The peculiarity of the drawing is its hermeneutic character, which is rarely ascertained by actual evidence as existing among the North American Indians. It has a double meaning, and while apparently only a fantastic figure of a woman, it conveys also to the minds of the initiated a symbolic representation of the interior of the sacred mescal lodge. Turning the rattle with the handle toward the east, the lines forming the halo about the head of the figure represent the circle of devotees within the lodge. The head itself, with the spots for eyes and mouth, represents the large consecrated mescal which is placed upon a crescent-shaped mound of earth in the center of the lodge, this mound being represented in the figure by a broad, curving line, painted yellow, forming the curve of the shoulders. Below this is a smaller crescent curve, the original surface of the gourd, which symbolizes the smaller crescent mound of ashes built up within the crescent of earth as the ceremony progresses. The horns of both crescents point toward the door of the lodge on the east side which, in the figure, is toward the feet. In the chest of the body is a round globule painted red, emblematic of the fire within the horns of the crescent in the lodge. The lower part of the body is green, symbolic of the eastern ocean beyond which dwells the mescal woman who is the ruling spirit or divinity to whom prayers are addressed in the ceremony, and the star under her feet is the morning star which heralds her approach. In her left hand is a device representing the fan of eagle feathers used to shield the eyes from the glare of the fire during the ceremony.
SHELLS.
The admirable and well illustrated paper, Art in Shell of the Ancient Americans, by Mr. W. H. Holmes, in the Second Annual Report of the Bureau of Ethnology, and a similar paper, Burial Mounds of the Northern Section of the United States, by Prof. Cyrus Thomas, in the Fifth Annual Report of the same Bureau, render unnecessary present extended discussion under this head.
One example, however, which is unique in character and of established authenticity, is presented here as Pl. XV.
BUREAU OF ETHNOLOGY TENTH ANNUAL REPORT PL. XV
POWHATAN’S MANTLE.
Dr. Edward B. Tylor (a) gives a description of the mantle copied upon that plate, which is condensed as follows:
Among specimens illustrative of native North American arts, as yet untouched by European influence, is the deerskin mantle ornamented with shellwork, recorded to have belonged to the Virginian chief, Powhatan. Of the group of Virginian mantles in Tradescant’s collection there only now remains this shell embroidered one. It is entered as follows in the MS. catalogue of the Ashmolean Museum, in the handwriting of the keeper, Dr. Plot, the well-known antiquary, about 1685: “205 Basilica Powhatan Regis Virginiani vestis, duabus cervorum cutibus consuta, et nummis indicis vulgo cori’s dictis splendidè exornata.” He had at first written “Roanoke,” but struck his pen through this word, and wrote “cori’s” (i. e. cowries) above, thus by no means improving the accuracy of his description.

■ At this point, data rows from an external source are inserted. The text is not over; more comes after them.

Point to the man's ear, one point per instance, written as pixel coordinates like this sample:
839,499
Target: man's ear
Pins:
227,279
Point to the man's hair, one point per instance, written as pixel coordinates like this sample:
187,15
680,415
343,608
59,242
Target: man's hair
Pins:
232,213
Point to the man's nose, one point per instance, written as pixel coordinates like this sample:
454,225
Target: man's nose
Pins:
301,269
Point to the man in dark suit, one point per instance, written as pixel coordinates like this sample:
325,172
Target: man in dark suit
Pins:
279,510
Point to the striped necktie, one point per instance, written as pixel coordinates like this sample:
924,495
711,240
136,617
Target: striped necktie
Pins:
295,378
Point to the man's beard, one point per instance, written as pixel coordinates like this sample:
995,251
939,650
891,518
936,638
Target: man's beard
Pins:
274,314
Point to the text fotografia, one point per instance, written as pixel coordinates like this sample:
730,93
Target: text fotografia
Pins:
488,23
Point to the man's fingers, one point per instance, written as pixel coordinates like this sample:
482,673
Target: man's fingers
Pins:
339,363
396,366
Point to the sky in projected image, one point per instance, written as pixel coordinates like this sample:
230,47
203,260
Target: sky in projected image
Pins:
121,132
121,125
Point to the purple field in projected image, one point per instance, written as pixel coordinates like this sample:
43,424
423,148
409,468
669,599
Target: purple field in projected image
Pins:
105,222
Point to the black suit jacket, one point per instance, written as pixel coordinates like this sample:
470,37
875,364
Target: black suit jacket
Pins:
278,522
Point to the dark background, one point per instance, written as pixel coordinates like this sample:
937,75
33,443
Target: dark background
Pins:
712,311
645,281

The mantle measures about 2.2m in length by 1.6m in width. The two deerskins forming it are joined down the middle; no hair remains. The ornamental design consists of an upright human figure in the middle; divided by the seam; a pair of animals; 32 spirally-formed rounds (2 in the lowest line have lost their shells) and the remains of some work in the right lower corner. The marks where shellwork has come away plainly show the hind legs and tapering tails of both animals. It is uncertain whether the two quadrupeds represent in the conventional manner of picture-writing some real animal of the region, or some mythical composite creature such as other Algonquin tribes are apt to figure. The decorative shellwork is of a kind well known in North America. The shells used are Marginella; so far as Mr. Edgar A. Smith is able to identify them in their present weathered state, M. nivosa. They have been prepared for fastening on, in two different ways, which may be distinguished in the plate. In the animals and rounds, the shells have been perforated by grinding on one side, so that a sinew thread can be passed through the hole thus made and the mouth. In the man, the shells are ground away and rounded off at both ends into beads looking roughly ball-like at a distance.

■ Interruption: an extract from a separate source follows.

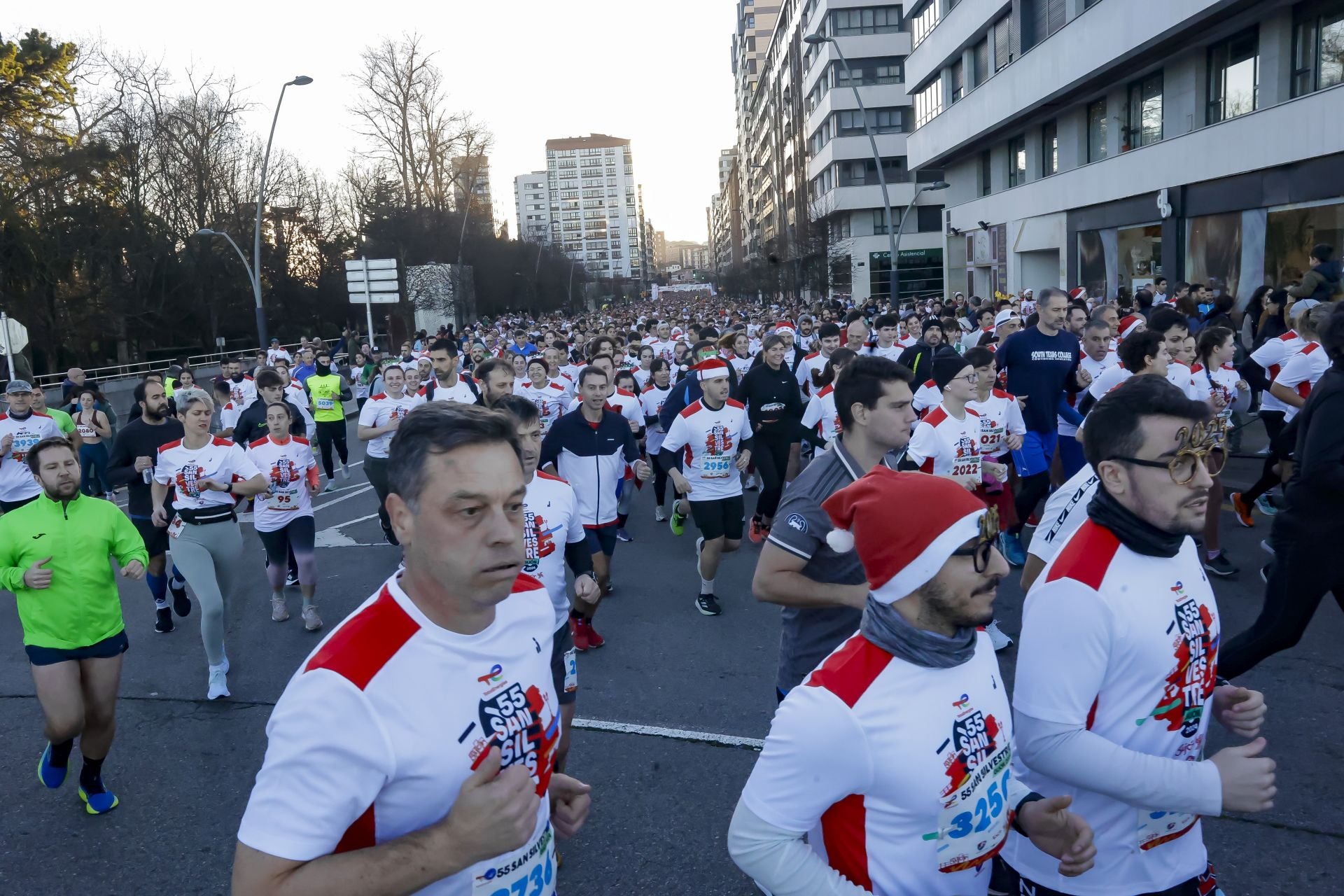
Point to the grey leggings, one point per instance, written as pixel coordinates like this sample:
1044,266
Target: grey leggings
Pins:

The artistic skill of the North American Indians was not, as a rule, directed to represent the forms of animals with such accuracy as to allow of their identification as portraitures. Instead of attempting such accuracy they generally selected some prominent feature such as the claws of the bear, which were drawn with exaggeration, or the tail of the mountain lion which was portrayed of abnormal length over the animal’s back. Those animals were, therefore, recognized by those selected features in much the same manner as if there had been a written legend—“this is a bear” or “a mountain lion,” the want of iconographic accuracy being admitted. In the animals represented on the mantle no such indicating feature is obvious, and the general resemblance to the marten is the only guide to identification.